In the lead-up to the Obama-Xi meetings, U.S. officials sought to refocus attention on areas of U.S. agreement with the Chinese, including a climate pact that was the result of months of secret discussions between the two countries.
As part of the new agreement, Obama announced that the U.S. would move much faster in cutting pollution, with a goal to reduce emissions by 26 percent to 28 percent by 2025, compared with 2005 levels. Xi, whose country’s emissions are still growing as it builds new coal plants, didn’t commit to cut emissions by a specific amount. Rather, he set a target for China’s emissions to peak by 2030, or earlier if possible.
The U.S. and China also announced a reciprocal accord to extend visa lengths for their citizens. And Obama announced that the U.S. and China had reached an understanding that would allow negotiations to move forward on a deal with the World Trade Organization to reduce tariffs on high-tech goods.
But despite the White House’s public focus on cooperation, analysts say Xi’s approach to running China is likely to lead to more tensions ahead.

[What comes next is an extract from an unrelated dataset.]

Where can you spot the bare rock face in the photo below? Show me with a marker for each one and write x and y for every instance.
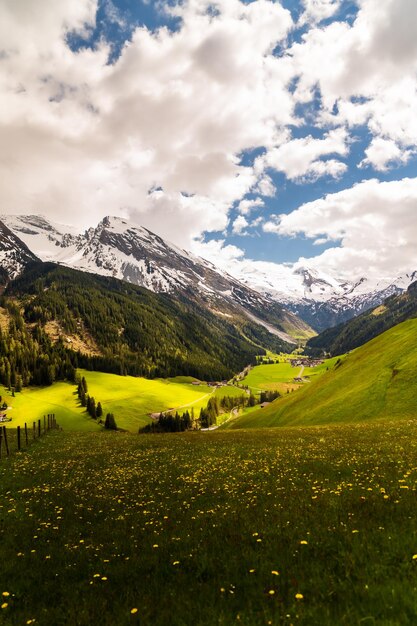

“I think that consensus is growing that there’s going to be more viscosity, more tension with China over the next few years,” said Michael Green, an Asia analyst at the Washington-based Center for Strategic and International Studies. He added that Xi has proved to be “less accommodating” and “tougher than expected” in his dealings with the U.S.
That’s hardly the landscape Obama envisioned when he began trying to cultivate Xi as partner. Obama had developed little personal rapport with Xi’s predecessor, the older and more formal Hu Jintao. But in Xi, U.S. officials saw a potentially new kind of leader, with closer ties to the U.S. than other Chinese officials—he spent time in Iowa as an exchange student—and an ease with public appearances that eluded Hu.
In an unusual move, Obama last summer invited Xi to a two-day retreat at Sunnylands, a sweeping estate in the southern California desert. Away from the glare of their capitals, the leaders held eight hours of wide-ranging talks, toasted each other with Chinese liquor and sealed their new relationship with a 50-minute stroll through the manicured grounds.
Both sides considered the summit a success. Yet the months that followed have seen increased tensions, from the U.S. levying cyberspying charges against five Chinese officials to a recent series of close calls between U.S. and Chinese aircraft in the Pacific.
Xi is still reciprocating Obama’s California hospitality with a state visit in the Chinese capital. Following meetings Tuesday with regional leaders at an Asia-Pacific economic summit, Obama and Xi met for a private dinner at Zhong Nan Hai, the imperial gardens near Tiananmen Square that serve as the center of power for China’s government and the Communist Party of China. In the spirit of the Sunnylands summit, the two men ditched their ties for dinner as they sought to project a more casual and comfortable atmosphere.